The YCC-hosted event “Last Comic Standing” also drew a large crowd Friday night, filling SSS Hall as six contestants competed in various humor categories. Roberto Velez ’08 and Andy Levine ’08 were both victorious in the competition.

Kye, a member of the Society of Orpheus and Bacchus a cappella group, said he felt “funny” at being crowed a local Asian celebrity.

“There were so many talented people — I was actually surprised things worked out the way they did,” Kye said. “I’m just glad I was able to take part and spread the notion of Asian pop culture.”

The three guest judges — Mark Sayre, a member of many choruses in New York City, Mary Beth Yoon, a fashion design student at the Parsons School of Design, and Noelle Gray, a teacher for the Connecticut Swing Dance Society and the Yale Swing Club — commented and voted on each performance. The judges’ decisions counted for 40 percent of the final result, while audience votes counted for the remaining 60 percent.

Audience members cheered on their favorite contestants and were vocal in their dissent when the judges criticized their friends.

“I am a major supporter of Duncan Cheng ’07, the best singer here!” said Lom Seunbane ’07, who held a poster with Cheng’s name.

Nick Bayless ’10 supported his friend Mingyee Lin ’10, painting a large red “N” on his chest and standing in a line of six other students who lifted their shirts so that their chests spelled out “MINGYEE.”

The first round consisted of performances ranging from techno to slow ballads, and the audience and judges chose Kye, Lee, Wilson and Becker to move on to the final round.

Lee had the audience cheering and clapping at each of her many high notes, and the judges agreed that hers was the kind of performance they were hoping for.

The judges also commended Kye for his broad range and stage presence.

“Now I think we’re having fun,” Sayre said, after Kye’s first-round performance. “This is getting interesting.”

Wilson and Becker, who were introduced by the emcees as “two white Jewish guys from Florida,” entered the contest as a duo and performed a choreographed dance routine for their rendition of the popular song “Wu Ding.” The two sophomores, whose hopes of winning the contest were broadcast beforehand on a homemade YouTube video, had the audience applauding and roaring with laughter.

“We’ve used statistical applications, and we figure our chances of winning are 130 percent,” Wilson said before the competition began.
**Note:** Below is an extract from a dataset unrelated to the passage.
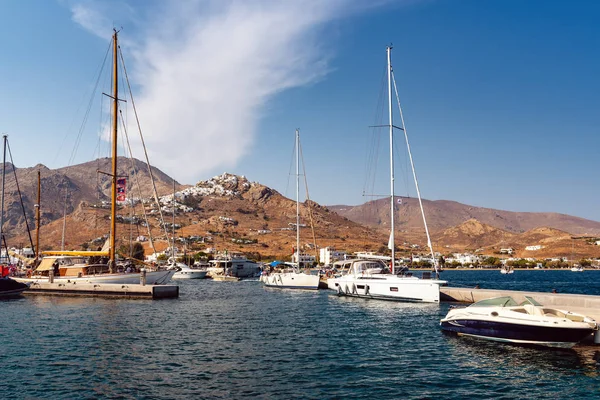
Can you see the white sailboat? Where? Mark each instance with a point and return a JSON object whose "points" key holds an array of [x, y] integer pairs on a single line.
{"points": [[294, 277], [370, 278], [77, 266]]}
Mary Jane Yoon ’08, executive director of the event, said nine committees worked on Asian Idol for the past three months, and that while the group broke even financially, money was not the goal.

“We anticipate it being an annual event, hopefully bigger and better planned as the years go by with the assistance and cooperation of more cultural organizations,” she said.

In addition to Kye, Lee, Becker, Wilson, Cheng and Lin, the other contestants included Teresa Ding ’08, Jessica Jeffers ’09, Josh Min ’08, Adam Young-Valdovinos ’10 and Jennifer Lin ’09.